The theorem that is actually used in Goldstein is
$$\int_1^2 \nabla_{\mathbf r} V(\mathbf r)\cdot d\mathbf r = V (\mathbf r(2))- V(\mathbf r(1)).$$
which is valid when $V$ is a function of one integration variable $\mathbf r$.

Goldstein considers $V_{ij}$ to depend on two variables $\mathbf r_i, \mathbf r_j$ so the theorem cannot be directly applied. However, $V$ is considered to depend on the two vectors in such a way that it can be considered a function of difference of these two vectors. Goldstein denotes this difference $\mathbf r_{ij} = \mathbf r_i - \mathbf r_j$ and the new function as $V_{ij}$.

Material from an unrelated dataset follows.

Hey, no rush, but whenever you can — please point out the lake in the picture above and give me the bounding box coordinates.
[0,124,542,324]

He then rewrites the integrals in the expression for work in terms of this new function and new vector variable. Only then is the above theorem used.

3. Oct 5, 2014

### Helmholtz

Thank you. I looked over the integral again and see exactly what you are saying and better understand all of that work. I think I now understand. Here is where I see the 1/2 coming into play:

$$\sum_{i,j} \int_1^2 \vec F_{ji} \cdot d \vec s_i = -\frac{1}{2} \sum_{i,j} \int_1^2 \left( \vec \nabla_i V_{ij} \cdot d \vec s_i + \vec \nabla_j V_{ji} \cdot d \vec s_j \right ).$$

The second term on the right side is equal and opposite of the first term, but since we are summing over all i and j, then it will actually work out to the same thing. Thus we have introduce a factor of two we need to remove with a 1/2.